Techniques to move DB2 data from PROD to TEST (and related considerations)

View Only

Techniques to move DB2 data from PROD to TEST (and related considerations)

By Philippe Dubost posted Jul 26, 2016 06:33 AM

Recommend

In large scale organizations, it is often necessary to move data from DB2 Production subsystems to Test subsystems. Of the various technologies that are available to achieve this business objective, circumstances determine which is most appropriate. Additionally, it is sometimes necessary to consider extra technologies such as Encryption or Masking to meet data security expectations.

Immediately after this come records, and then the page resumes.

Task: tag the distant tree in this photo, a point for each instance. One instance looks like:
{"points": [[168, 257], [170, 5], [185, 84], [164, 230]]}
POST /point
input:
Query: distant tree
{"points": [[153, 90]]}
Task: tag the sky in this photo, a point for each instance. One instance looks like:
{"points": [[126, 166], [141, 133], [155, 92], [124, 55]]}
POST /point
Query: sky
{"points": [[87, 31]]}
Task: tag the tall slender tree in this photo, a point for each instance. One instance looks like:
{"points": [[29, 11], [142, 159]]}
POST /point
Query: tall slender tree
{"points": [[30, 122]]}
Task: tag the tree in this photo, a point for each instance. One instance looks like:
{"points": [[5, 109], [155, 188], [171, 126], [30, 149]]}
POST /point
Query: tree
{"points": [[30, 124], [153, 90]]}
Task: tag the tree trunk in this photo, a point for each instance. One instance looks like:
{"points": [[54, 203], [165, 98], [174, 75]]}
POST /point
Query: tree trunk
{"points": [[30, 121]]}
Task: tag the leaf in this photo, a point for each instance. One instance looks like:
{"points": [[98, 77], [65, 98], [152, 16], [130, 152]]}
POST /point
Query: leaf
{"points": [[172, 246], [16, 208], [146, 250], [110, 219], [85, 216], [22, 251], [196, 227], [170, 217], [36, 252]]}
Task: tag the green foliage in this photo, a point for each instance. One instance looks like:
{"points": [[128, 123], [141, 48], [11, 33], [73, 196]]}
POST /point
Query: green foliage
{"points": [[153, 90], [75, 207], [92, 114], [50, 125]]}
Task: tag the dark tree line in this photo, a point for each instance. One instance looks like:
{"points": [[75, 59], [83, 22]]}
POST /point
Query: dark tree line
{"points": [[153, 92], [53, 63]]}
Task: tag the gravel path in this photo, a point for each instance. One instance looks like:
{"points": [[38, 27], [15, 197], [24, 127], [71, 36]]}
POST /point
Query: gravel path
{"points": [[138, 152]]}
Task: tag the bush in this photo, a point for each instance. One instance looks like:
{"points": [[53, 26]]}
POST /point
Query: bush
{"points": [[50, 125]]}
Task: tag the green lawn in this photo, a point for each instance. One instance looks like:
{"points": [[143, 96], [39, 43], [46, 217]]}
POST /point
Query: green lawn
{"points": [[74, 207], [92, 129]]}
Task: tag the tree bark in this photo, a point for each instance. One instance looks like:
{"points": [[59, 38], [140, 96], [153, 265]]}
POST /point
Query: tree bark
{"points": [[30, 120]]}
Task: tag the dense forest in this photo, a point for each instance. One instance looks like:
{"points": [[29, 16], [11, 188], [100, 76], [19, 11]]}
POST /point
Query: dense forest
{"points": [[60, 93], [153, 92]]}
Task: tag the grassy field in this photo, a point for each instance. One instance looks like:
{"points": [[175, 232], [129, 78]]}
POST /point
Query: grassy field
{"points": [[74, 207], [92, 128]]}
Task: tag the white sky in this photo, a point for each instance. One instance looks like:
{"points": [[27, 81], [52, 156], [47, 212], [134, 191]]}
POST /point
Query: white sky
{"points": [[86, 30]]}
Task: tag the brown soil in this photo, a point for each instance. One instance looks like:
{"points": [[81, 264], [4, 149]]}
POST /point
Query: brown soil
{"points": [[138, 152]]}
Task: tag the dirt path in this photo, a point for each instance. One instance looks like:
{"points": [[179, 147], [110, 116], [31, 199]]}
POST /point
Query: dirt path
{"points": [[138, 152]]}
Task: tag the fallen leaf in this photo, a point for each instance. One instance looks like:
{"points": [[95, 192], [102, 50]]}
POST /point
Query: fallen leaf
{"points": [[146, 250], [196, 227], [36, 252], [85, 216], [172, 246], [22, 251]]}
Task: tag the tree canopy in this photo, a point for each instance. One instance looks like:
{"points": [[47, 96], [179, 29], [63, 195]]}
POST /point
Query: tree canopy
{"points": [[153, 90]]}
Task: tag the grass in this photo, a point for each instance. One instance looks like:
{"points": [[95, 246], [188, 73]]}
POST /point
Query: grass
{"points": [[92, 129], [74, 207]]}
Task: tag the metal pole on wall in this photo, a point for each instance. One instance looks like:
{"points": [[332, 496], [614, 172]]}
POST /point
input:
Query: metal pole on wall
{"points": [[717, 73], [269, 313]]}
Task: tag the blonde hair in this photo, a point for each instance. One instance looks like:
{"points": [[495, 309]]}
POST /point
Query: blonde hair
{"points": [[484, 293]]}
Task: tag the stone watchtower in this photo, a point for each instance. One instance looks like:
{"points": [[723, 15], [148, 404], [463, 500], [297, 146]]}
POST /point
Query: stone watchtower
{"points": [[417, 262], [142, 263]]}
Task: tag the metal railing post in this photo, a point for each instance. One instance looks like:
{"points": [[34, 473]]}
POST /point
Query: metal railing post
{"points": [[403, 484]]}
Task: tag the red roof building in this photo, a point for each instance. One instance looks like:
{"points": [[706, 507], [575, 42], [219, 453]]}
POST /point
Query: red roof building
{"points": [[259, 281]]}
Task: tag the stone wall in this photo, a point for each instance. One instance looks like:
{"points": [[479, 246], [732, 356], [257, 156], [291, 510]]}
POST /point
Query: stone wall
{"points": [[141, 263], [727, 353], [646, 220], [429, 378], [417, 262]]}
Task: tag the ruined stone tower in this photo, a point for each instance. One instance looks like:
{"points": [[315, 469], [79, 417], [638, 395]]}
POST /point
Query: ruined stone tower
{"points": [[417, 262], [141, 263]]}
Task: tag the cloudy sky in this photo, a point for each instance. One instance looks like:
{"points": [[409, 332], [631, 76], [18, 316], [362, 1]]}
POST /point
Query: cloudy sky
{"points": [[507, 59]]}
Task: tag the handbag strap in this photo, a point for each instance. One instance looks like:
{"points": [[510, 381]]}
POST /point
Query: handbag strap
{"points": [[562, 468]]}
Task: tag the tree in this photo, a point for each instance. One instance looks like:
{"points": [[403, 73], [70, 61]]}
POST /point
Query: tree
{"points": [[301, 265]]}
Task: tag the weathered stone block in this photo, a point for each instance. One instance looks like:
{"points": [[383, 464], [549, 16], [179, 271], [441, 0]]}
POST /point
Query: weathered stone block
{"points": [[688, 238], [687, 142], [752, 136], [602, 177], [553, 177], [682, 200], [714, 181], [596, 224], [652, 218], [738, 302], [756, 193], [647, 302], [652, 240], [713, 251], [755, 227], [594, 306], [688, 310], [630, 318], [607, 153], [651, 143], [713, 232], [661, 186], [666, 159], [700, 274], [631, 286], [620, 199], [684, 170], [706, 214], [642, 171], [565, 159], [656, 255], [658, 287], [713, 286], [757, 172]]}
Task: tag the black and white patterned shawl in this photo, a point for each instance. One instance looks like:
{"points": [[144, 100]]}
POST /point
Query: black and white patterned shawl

Techniques available to move DB2 data across subsystems

A picture says a thousand words. The following analogy may help you to digest some concepts that are often difficult for non-DB2 experts. A DB2 subsystem can be represented as a library that stores books (DB2 Tables), and each book contains data. In DB2, each object has an internal identifier, an ID. Those are called OBID “Object ID”. For instance a Database has an ID, and a table has an ID. Think of a library where books have catalog numbers that are based on their location in the shelves. You can find a book in the shelves from its catalog number; similarly, you can locate a table in DB2 using a couple of IDs.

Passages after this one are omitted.